Nowadays, we use our phones for so much it's a wonder we ever need a computer lying around. How many of you out there bank with your smartphone? Purchase stuff online with it? Send sensitive, personal data over e-mail? These are things that I'm sure form a regular day's use for most of us and it's these things we've come to rely on our smartphones for and we rely on them to be secure. Whilst Android might not be an open door in a bad neighbourhood it's had it's fair share of security scares over the years and a recent research study showed that a lot of the apps we use day-to-day are more vulnerable to theft than we'd like them to be.
At the Universities of Leibniz in Hannover and Philipps University in Marburg researchers identified 41 Android apps from the Play Store that leaked information when transferring to banks' web servers and other online services. All apps were tested on Ice Cream Sandwich, and have been downloaded anywhere from 39.5 Million and 185 Million times. It was discovered that apps would leak this data by connecting to local area networks using well-known exploits of which some are documented online.
"We could gather bank account information, payment credentials for PayPal, American Express and others," the researchers wrote. "Furthermore, Facebook, email and cloud storage credentials and messages were leaked, access to IP cameras was gained and control channels for apps and remote servers could be subverted."
The findings of the researchers exposed great weaknesses in the SSL and TLS protocols which are supposed to be used to encrypt sensitive data as it travels to and from websites and online services. SSL and TLS are rather secure however, if they are implemented poorly or certificate authorities themselves, have lax security then any benefits are thrown out of the window.
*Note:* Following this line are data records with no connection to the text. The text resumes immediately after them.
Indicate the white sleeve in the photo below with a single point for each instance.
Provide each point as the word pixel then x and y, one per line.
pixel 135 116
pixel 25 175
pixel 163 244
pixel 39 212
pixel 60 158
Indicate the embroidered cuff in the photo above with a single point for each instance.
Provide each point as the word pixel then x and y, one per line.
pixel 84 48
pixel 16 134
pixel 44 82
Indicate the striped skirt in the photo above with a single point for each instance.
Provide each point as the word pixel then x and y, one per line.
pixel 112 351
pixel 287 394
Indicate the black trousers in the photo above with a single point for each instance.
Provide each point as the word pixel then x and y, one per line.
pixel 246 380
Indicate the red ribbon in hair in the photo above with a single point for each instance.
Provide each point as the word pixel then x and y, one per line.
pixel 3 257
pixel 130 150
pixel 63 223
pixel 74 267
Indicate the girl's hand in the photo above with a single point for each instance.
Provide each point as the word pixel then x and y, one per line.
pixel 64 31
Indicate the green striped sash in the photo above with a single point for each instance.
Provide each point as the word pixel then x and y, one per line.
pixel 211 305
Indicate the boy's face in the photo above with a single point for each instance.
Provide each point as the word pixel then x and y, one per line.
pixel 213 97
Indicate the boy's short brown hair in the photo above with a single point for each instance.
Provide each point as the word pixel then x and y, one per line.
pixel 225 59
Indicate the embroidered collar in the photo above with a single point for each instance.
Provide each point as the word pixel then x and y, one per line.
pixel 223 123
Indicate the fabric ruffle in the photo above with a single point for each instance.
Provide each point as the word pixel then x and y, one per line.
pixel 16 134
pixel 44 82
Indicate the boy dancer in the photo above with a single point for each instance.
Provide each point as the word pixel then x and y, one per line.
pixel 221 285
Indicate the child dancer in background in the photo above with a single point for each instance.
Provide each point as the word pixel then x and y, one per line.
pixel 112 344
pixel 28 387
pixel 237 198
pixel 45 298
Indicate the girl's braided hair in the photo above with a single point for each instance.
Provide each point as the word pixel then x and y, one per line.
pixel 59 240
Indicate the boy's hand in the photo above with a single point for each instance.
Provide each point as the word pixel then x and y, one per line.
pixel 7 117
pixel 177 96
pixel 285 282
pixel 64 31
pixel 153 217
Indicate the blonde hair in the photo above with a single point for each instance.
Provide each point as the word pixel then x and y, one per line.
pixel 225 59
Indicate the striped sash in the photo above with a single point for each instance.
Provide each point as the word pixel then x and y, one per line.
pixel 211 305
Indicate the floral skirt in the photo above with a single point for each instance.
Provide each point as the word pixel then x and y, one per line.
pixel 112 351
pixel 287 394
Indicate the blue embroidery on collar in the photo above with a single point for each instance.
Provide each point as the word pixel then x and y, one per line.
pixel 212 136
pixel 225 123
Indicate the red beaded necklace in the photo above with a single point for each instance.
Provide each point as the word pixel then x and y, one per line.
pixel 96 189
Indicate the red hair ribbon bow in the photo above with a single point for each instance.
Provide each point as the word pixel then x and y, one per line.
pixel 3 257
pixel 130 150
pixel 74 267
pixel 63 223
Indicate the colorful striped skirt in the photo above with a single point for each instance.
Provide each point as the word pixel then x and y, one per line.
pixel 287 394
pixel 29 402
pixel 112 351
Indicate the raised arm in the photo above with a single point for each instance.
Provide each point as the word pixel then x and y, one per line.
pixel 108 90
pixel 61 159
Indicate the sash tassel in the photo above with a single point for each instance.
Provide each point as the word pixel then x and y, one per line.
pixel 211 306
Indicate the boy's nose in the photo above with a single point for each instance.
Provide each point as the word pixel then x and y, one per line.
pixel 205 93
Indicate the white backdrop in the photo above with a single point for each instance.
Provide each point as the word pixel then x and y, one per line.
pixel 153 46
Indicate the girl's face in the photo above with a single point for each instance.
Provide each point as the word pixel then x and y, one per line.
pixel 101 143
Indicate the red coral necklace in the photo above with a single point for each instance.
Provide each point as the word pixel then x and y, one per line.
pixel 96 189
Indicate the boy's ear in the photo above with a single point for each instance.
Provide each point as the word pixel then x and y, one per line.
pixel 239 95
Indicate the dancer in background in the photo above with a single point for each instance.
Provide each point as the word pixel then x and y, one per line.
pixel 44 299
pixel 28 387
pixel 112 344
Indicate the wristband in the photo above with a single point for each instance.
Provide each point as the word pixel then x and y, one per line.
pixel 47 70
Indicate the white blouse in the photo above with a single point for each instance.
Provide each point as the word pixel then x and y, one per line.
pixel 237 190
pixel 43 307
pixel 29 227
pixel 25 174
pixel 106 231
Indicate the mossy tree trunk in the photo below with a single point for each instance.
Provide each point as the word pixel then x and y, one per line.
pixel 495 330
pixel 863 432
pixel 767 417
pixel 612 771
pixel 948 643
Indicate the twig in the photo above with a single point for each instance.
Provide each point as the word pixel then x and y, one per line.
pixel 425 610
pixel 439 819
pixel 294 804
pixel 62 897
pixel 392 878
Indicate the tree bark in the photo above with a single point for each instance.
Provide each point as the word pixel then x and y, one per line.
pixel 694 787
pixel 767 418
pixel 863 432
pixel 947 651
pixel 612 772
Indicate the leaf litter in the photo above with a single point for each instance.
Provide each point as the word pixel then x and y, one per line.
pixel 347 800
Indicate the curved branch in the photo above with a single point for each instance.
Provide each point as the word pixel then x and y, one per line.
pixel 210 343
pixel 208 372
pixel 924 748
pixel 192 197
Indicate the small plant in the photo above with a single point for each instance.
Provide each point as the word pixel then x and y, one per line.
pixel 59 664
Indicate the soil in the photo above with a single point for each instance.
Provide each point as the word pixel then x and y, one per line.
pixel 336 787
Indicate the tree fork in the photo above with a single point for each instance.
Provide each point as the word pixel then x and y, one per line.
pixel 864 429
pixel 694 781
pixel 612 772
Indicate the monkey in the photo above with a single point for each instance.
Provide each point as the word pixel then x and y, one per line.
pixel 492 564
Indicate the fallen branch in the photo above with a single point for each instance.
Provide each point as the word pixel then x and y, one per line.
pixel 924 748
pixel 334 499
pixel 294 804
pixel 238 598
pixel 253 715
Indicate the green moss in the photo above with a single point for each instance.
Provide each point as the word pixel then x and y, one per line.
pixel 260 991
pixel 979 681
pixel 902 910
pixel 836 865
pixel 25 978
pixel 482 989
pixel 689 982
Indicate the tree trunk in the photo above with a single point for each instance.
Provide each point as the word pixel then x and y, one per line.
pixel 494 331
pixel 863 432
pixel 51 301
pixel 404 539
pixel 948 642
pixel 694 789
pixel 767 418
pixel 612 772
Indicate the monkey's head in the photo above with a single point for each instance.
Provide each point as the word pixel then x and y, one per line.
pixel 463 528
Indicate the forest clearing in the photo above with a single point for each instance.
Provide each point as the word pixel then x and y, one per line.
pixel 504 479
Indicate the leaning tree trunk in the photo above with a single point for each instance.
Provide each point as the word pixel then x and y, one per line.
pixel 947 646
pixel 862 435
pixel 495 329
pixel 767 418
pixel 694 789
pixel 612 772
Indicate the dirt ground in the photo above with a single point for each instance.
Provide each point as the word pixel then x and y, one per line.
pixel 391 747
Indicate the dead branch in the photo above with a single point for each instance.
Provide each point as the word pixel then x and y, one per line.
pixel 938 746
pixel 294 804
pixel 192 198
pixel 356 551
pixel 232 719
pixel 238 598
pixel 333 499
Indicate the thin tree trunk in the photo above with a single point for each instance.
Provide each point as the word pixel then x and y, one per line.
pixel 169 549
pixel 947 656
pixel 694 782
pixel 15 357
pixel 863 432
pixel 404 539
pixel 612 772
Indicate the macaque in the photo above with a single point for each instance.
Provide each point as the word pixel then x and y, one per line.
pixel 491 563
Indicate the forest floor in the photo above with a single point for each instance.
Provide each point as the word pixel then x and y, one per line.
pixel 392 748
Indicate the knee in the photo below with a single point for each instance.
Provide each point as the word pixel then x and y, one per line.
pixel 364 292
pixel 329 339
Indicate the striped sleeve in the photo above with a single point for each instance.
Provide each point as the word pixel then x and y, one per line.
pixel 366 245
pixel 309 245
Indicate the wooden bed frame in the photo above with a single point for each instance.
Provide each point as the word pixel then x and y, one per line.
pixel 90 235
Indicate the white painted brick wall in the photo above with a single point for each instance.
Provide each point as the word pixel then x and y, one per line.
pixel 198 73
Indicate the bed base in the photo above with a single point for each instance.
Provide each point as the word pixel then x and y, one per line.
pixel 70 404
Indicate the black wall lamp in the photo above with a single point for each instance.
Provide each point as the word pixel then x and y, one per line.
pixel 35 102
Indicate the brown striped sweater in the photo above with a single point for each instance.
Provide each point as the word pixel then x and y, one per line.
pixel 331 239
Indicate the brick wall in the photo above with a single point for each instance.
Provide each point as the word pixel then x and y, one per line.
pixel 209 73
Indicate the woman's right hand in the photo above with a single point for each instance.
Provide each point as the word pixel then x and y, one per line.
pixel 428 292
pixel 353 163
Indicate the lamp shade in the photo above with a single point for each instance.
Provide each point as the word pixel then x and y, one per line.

The researchers presented their paper at the Computer and Communications Security conference exposing poor implementation by app developers.
"All things said, it's generally good research that should make developers more aware of these basic security deficiencies that shouldn't have made it through any respectable QA process," Jon Oberheide - CTO of Duo Security, told Ars Technica "Needless to say, security isn't top of mind of most mobile developers."
Whilst the researchers didn't say whether any of the apps in question were developed by Google they did say that there was work that could be done in Android itself to prevent such massive leaks of sensitive data. Scientists began the research by downloading roughly 13,500 free Android apps from the Play Store and monitored them under a "static analysis" from this test group, 1,074 apps were discovered to leak data over public WiFi hotspots or unsecured networks. A majority of the apps in question were developed to accept SSL certificates from anybody and/or hostnames.
It's scary to see that a portion - no matter how small it is - of the apps we use are leaving us vulnerable to data theft especially when you consider how easy it is for us to bank at our coffee shop using the free WiFi or banking on the go on our phones. Let's just hope that the apps in question were contacted privately and the security issues are being looked at.